Yes, that’s right. If you’re focused on the back-end server, you have a bunch of infrastructure to orchestrate with. You have to do lots of integrations, and it’s time-consuming, and it’s best to focus on a single vertical to get all that right. But we don’t have to do that. There is some work to integrate with standard key management software and HSM, but that’s a few (standardised) integrations and more accessible because we aren’t doing anything novel in that aspect that will complicate things; we use these interfaces as they are. So we can stay at the application level, secure the data before it moves from the client and then the client plugs it into their existing infrastructure. Microsoft Office is used in healthcare and cybersecurity. So we don’t have to pick. What we care about more are buyer personas, and they are cross-industry. So what applications do CISOs use, and what do the compliance and legal teams need?
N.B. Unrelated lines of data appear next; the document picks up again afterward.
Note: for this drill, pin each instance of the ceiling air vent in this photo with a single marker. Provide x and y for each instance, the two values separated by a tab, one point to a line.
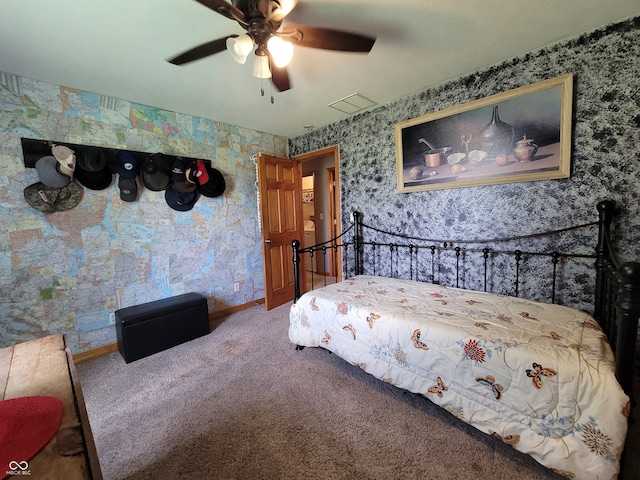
352	104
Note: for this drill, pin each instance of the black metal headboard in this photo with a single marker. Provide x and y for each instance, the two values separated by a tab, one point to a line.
614	301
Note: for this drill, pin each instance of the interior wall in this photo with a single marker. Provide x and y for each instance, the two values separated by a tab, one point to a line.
605	157
67	272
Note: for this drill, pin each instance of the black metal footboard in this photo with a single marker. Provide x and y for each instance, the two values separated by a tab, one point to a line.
493	266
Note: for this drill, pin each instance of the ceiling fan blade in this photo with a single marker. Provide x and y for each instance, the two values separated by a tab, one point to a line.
225	8
201	51
284	8
328	38
280	78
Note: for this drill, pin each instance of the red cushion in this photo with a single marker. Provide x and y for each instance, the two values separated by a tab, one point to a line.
26	425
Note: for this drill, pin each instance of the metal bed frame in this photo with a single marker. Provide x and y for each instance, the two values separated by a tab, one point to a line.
616	293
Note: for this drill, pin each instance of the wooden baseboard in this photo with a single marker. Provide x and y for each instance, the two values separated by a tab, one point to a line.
113	347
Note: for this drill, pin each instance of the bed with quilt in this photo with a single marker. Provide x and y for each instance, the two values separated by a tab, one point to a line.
540	376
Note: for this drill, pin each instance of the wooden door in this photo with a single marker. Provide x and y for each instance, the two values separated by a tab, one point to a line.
279	187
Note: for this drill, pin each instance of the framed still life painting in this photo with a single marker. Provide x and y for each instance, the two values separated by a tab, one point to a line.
520	135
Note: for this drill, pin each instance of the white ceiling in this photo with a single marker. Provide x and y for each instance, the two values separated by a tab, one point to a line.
119	48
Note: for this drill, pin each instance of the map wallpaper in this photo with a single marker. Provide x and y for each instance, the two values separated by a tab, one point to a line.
67	272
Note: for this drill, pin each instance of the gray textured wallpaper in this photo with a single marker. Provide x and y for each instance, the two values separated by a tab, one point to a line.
605	155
Q17: To summarise, you hypothesise that users are happy to trade off a theoretically more secure solution like ABE, MPC, ZKP, or FHE for lower-risk and more convenient solutions. This is close to my conclusions in the collaborative computing papers and the recent trusted execution environment newsletter.
Yes, but I want to clarify: I’m being pragmatic. I want to use advanced crypto whenever possible. Let’s first build the infrastructure to have a presence in the enterprise, and then it will be easier to deploy and extend to more advanced solutions. So in the short term, as in the next 2-3 years, let’s lay the foundation with existing NIST-standardised cryptography so you can quickly adopt it and then deploy the more advanced cryptography in a couple of years once we get some PQC and other standards. If there's a standard for attribute-based encryption (ABE) that can replace existing public key encryption, I’m also happy with that. We have the original paper and granted patents.